Panda, facts and myths
Changes to the algorithm of 11 April 2011 surprised webmasters and have generated much of theories about what Google wants to penalize effectively.
Facts
Google wants to remove from the visible part of the index pages with poor content
Poor content means a text or image with few independent backlinks actually.
A site is penalized as a whole if some pages are considered of poor content
This has been confirmed officially. The penalty can be mild or severe depending on the proportion of low-content pages.
Thus pages that were top of the results, may lose several positions and appear behind links to pages of lower interest or at least beside the point, that because the site is penalized.
The penalty is almost irreversible
It is not pages that are penalized, but a negative score assigned to the whole site. Once its traffic lost, the site can not recover because it depends on the number of backlinks and with less traffic it gets even less backlinks.
To recover, add new pages with rich content to improve the score of the site, and also improve the poor content pages which have no backlinks. Objectively is "poor content" what makes a site pandalized. (See article on the Panda algorithm).
Things are different when the site has duplicate content, because it triggers a different penalty.
Google knows that it unfairly penalizes sites
Google recommends: "combine shallow pages to make a more useful content. " We do not combine spam to make useful content, the advice is directed to genuine webmasters.
Panda has one purpose: to fight spam. To prevent spammers to progress by trial and error, it penalizes the entire site making it difficult to know which part is covered and it does not negate the penalty when the content that is considered poor is deleted.
By penalizing an entire site for a part of the content, it also knows that it may penalizes quality content.
A site could be penalized when its contents is copied
A side effect is that sites whose content is often copied, have been affected by this change, Google being often unable to distinguish what is original and what is the copy. This has shocked webmasters.
Normally, the algorithm must penalize sites that mirror the content from other sites. But often it confuses the original and the copy and the first is taken for the second.
This happened even at popular sites like cultofmac.com.
A site can be penalized for an earlier reason
A site may have lost much of its traffic at the Panda Update for a cause that has nothing to do with quality content, as confirmed by Matt Cutts.
The site had already received a negative signal, for example, have placed links to a link farm or used text link ads, and received a negative score with no effect on traffic. The effect occurs on April 11 when this score was combined with other unfavorable signals.
Panda is not a change in the algorithm but a different program
It is a program which is run at regular intervals and consider the sites on a different basis, trying especially to determine the usefulness of the pages, their interest to the user.
But Google recently (at SMX in june 2014) said it is using more than 500 algorithms for ranking the pages, so the concept of a general algorithm loses its meaning.
Google filed two patents related to Panda
Patent 8,190,537 requested October 31, 2008 describes how, based on the characteristics of a number of pages, by recognizing these features in other pages, we can rank them with the previous ones. This is what Panda does. By finding the characteristics of sites without useful content in a new site it deduces that it has no useful content.
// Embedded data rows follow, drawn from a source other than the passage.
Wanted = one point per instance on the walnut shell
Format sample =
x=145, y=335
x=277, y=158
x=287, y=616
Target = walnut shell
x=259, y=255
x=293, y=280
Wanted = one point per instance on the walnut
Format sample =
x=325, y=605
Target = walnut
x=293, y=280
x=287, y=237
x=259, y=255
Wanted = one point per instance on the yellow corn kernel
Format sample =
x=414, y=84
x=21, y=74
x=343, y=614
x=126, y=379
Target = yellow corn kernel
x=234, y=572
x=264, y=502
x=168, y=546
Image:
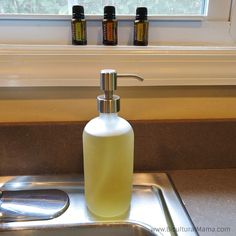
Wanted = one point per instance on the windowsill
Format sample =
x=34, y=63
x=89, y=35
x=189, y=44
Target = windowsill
x=66, y=65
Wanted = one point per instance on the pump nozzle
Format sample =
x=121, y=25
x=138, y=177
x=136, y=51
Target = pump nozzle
x=109, y=103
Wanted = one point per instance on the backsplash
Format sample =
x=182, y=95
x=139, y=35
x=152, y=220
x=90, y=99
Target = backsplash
x=56, y=148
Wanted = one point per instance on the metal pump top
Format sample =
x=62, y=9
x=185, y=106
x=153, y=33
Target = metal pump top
x=108, y=102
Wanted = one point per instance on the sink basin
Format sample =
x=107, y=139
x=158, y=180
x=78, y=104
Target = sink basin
x=155, y=209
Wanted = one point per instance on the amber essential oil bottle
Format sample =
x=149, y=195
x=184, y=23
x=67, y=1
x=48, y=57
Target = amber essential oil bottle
x=78, y=26
x=141, y=27
x=109, y=26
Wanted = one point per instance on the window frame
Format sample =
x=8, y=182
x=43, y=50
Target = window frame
x=165, y=30
x=26, y=62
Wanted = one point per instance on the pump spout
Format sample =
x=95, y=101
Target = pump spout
x=108, y=102
x=131, y=76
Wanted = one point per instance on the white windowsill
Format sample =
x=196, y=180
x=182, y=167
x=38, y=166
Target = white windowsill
x=39, y=66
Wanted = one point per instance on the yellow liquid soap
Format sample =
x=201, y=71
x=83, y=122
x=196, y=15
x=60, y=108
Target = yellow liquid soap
x=108, y=169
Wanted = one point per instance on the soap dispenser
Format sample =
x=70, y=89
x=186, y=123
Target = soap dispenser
x=108, y=149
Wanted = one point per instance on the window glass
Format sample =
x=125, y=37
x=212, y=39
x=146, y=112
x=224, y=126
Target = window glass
x=95, y=7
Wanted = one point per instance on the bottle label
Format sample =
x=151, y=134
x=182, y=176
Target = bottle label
x=141, y=32
x=79, y=31
x=110, y=31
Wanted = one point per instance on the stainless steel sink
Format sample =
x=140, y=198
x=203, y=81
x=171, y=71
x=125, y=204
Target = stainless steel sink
x=155, y=209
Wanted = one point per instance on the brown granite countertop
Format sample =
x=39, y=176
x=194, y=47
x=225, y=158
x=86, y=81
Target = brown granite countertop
x=210, y=199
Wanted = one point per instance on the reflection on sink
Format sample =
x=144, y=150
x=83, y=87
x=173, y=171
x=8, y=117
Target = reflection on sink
x=88, y=230
x=155, y=209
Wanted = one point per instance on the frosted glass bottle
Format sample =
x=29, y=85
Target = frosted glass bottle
x=108, y=149
x=108, y=144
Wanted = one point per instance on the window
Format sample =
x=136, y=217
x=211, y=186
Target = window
x=172, y=22
x=94, y=7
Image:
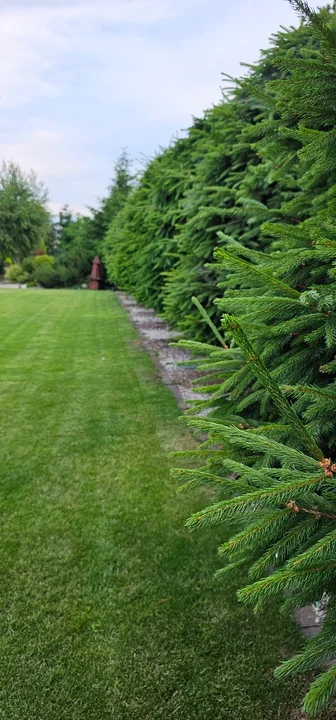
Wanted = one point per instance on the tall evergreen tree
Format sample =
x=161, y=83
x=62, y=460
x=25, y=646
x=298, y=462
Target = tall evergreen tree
x=271, y=448
x=25, y=221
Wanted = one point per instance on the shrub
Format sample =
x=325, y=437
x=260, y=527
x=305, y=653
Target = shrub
x=46, y=276
x=40, y=260
x=16, y=274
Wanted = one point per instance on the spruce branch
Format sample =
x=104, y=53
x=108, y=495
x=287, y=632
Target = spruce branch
x=232, y=324
x=206, y=317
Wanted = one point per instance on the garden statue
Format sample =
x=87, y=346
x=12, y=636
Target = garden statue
x=97, y=275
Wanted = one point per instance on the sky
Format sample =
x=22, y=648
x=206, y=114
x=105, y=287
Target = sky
x=80, y=80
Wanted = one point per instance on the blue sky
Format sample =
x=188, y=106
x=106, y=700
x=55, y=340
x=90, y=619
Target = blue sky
x=82, y=79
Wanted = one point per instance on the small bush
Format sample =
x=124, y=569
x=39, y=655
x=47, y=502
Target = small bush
x=15, y=273
x=28, y=265
x=40, y=260
x=46, y=276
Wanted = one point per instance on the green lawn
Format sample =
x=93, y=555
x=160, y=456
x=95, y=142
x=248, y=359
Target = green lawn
x=108, y=607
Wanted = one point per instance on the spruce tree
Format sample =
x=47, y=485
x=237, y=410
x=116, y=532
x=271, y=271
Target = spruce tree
x=270, y=452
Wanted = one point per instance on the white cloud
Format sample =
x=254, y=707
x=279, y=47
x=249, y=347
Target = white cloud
x=81, y=79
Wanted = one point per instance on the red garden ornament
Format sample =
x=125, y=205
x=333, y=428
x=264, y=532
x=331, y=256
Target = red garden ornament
x=97, y=275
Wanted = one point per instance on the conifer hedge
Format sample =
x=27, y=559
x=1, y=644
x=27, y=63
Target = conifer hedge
x=254, y=182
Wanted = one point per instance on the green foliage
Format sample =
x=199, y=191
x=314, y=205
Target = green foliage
x=41, y=260
x=270, y=449
x=25, y=221
x=219, y=177
x=16, y=274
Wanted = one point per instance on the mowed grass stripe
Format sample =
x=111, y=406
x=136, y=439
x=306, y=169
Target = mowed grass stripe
x=109, y=608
Si of f the pages of a site are similar to those of sites without any meaningful content it will be penalized even if its content is useful.
It goes without saying that if all pages of a site are made on the same model, it is more likely to be affected by Panda.
Patent 8 682 962 filed March 25, 2014 by the same engineer behind the Panda algorithm describes how for a group of resource a global score is defined and applied to the pages of the group, modifying the score of the main algorithm.
Panda has reduced spam but not improved results
Panda has effectively removed a part of the spam, only a part, because we always see the first results pages occupied by commercial that does not necessarily correspond to what is desired. For example the query "free software" often leads to "paid software with free trial."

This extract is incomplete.